Relaxing Flight Simulator
Sal Gutierrez
Finding ways to relax during finals week is no easy task. That is why I embarked myself in creating a relaxing flying experience for any Cal Poly students OR staff member that might need an escape from the busy hallways, classrooms and campus of our University. In this project I will demonstrate what I was able to come up with while being burried alive with work and school assignments. This is an OpenGL based project where I show the basic graphics that are involved in making a game like this.
This is an image showing the object file used for the main player plane. The plane is a multi-mesh object and, during runtime, appears in front of the camera.
Picture showing the behaviour of how Shading works in the program. Notice how the flat area has a brighter spot in the middle and the edges are darker.

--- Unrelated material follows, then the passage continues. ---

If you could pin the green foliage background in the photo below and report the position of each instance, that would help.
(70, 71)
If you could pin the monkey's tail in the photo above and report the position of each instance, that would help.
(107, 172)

The terrain, although being large and having thousands of trianlges, it is textured with smooth transitions along the triangles.
Features
- Blinn-Phong Shading
- Texturing of Skybox
- Texturing of Terrain
- Materialed Plane
- Third-Person Follow Camera
- TinyObj used to read obj files
- Multi-Mesh objects
- Moving Lighting
Controls
- Mouse Movement: Free camera movement
- W: Increse Speed
- A: Strafe Left
- D: Strage Right
- M: Start/Stop forward movement
- Q or E: move the lighting source around
- Z: Wireframe Mode
Other Intended Features
Boids
I tried implementing Boids in my project to make the world seem more lively. The planned behaviour for these Boids was to simulate combat airplane formations. Each boid would roam aimlessly around the world using Bezier curves to draw a path. Along their path, they would be checking for Boid objects called "Leaders".
These "Leader" planes are the head of each formation. In later versions of my implementation, all Boid planes would calculate the distance between them and the Leader using the dot prouct of their position and the Leader's position vectors. If the distance is within a threshold, then boid planes would recalculate their path and join the flock.
Once in a formation, planes would detach after a couple seconds of flying around; completely avoiding falling into a formation for a couple of seconds.
Unfortunately, planes would not correctly calculate the correct bezier curve to join the formation. Another issue I ran into pretty early on was making the correct translations and rotations on the planes to make their flying look seemless.
Rotating Player Plane
As of right now, the player plane stays static in the front of the camera. I wanted the plane to rotate as you move the camera left or right, up or down.
Multi Texturing on Terrain
My terrain object came with multiple PNG files: diffuse.png, flows.png, and height.png. By aggregating all these textures together, you could get a really cool looking texture on the terrain with even more detail.
At the moment, I am only using diffuse.png as the texture of the Terrain. It is really detailed but it could be even more detailed if this was implemented.